G7 leaders set tax reform deadline

9 Jun 15

The leaders of the G7 group of developed countries have reiterated their commitment to reform the international tax system and pledged to come forward with “concrete and feasible recommendations” for change later this year.

The declaration signed by the leaders of the group at the end of the summit in Germany yesterday said they were committed to clamping down on tax avoidance by multinational companies through transfer pricing.

This is the process by which large companies complete internal transactions between subsidiaries for items such as supplies or branding, but can be used to move revenues to low-tax jurisdictions. This can lead to revenues not being taxed where they are generated, so-called base erosion and profit shifting, which Oxfam calculated cost African countries $6bn in 2010 from G7 countries alone.

In the summit declaration, the G7 – Canada, France, Germany, Italy, Japan, the UK and the United States – said achieving a fair and modern international tax system was “essential to fairness and prosperity for all”.

The group would examine the proposal put forward by the Organisation for Economic Co-operation and Development and develop an action plan to move to new country-by-country reporting for firms “by the end of this year”, they added.

“Going forward, it will be crucial to ensure its effective implementation, and we encourage the G20 and the OECD to establish a targeted monitoring process to that end,” the leaders stated.

“We reiterate our commitment to work with developing countries on the international tax agenda and will continue to assist them in building their tax administration capacities. Moreover, we will strive to improve existing international information networks and cross-border cooperation on tax matters, including through a commitment to establish binding mandatory arbitration in order to ensure that the risk of double taxation does not act as a barrier to cross-border trade and investment.”

The OECD set out the plans for the country-by-country reporting standards on yesterday. These changes are intended to allow tax administrations obtain a complete understanding of the way multinational firms structure their operations, including use of transfer pricing.
Under the proposals, multinational firms will be required to provide information on the global allocation of income and taxes paid in each jurisdiction where they do business. This will be accompanied by other indicators, such as of the location of economic activity within the group, in an attempt to highlight cases of profit shifting.

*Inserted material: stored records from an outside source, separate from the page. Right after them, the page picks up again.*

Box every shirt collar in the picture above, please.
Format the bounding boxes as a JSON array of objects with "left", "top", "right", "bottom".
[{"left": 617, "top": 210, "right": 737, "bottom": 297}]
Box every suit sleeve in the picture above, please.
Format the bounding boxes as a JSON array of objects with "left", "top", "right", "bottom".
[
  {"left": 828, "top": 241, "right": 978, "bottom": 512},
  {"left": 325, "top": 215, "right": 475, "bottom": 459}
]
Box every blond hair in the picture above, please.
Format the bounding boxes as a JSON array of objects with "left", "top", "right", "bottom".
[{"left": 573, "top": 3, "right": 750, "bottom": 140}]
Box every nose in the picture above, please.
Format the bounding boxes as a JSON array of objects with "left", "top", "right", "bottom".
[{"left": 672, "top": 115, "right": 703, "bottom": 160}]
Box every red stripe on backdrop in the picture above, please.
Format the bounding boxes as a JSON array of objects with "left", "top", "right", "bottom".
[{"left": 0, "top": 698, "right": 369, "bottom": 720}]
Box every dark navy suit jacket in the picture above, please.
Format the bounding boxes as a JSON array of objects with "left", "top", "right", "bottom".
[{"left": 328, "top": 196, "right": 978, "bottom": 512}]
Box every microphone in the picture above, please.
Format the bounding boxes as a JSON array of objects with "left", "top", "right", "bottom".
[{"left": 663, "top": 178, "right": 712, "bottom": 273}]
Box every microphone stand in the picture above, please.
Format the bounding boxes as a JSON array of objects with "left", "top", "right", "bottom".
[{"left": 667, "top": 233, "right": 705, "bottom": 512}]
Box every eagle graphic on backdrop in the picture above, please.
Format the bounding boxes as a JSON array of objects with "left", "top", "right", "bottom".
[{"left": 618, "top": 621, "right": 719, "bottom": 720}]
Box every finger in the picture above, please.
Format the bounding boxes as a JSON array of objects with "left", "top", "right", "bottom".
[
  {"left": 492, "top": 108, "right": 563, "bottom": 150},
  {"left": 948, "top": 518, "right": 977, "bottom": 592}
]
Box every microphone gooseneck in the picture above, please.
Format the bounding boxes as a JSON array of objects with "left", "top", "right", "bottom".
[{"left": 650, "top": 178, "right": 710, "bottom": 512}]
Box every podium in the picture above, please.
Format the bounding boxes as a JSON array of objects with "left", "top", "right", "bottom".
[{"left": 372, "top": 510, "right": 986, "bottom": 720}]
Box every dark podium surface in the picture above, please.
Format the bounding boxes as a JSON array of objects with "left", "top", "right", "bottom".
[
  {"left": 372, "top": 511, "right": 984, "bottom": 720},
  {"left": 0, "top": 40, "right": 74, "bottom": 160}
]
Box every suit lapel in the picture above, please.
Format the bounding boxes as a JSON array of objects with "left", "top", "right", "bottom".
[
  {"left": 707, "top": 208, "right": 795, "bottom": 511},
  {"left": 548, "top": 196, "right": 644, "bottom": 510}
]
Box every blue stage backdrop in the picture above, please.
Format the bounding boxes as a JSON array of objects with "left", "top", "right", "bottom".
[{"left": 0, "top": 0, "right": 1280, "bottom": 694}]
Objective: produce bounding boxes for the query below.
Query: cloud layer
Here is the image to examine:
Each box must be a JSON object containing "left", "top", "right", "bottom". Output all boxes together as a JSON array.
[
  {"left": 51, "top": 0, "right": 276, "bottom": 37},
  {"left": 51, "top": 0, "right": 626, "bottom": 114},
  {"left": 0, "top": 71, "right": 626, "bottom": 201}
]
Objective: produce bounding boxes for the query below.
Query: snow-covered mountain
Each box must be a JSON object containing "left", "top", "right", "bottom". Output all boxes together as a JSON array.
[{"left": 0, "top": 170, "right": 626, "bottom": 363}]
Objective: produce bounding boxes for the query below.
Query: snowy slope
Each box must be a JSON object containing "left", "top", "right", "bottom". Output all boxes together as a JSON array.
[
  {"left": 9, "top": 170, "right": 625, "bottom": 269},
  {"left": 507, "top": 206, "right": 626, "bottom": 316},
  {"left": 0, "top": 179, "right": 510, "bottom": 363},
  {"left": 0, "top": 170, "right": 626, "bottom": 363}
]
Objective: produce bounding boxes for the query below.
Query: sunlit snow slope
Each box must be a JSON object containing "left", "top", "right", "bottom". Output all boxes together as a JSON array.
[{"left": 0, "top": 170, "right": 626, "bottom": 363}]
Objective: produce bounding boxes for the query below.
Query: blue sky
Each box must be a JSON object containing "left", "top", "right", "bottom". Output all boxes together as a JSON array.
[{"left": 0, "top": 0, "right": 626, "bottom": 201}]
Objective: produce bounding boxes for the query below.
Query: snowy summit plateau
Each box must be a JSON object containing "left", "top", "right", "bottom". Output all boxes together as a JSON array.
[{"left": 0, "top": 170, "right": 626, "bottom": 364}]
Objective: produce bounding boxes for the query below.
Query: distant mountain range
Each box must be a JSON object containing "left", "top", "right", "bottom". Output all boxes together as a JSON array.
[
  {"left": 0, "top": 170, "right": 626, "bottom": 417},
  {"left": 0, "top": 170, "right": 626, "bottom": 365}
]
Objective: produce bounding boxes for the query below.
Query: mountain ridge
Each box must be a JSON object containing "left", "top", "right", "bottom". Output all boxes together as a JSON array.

Responding to the plan, Oxfam's head of UK campaigns Nick Bryer said multinational companies, many with headquarters in G7 countries, were “cheating” African countries out of billions of dollars in vital tax revenues. This could be used to provide healthcare and boost education, he said.
“To fund the fight against poverty and to tackle worsening extreme inequality, we need action to ensure big companies pay their fair share, here and in the world's poorest nations.”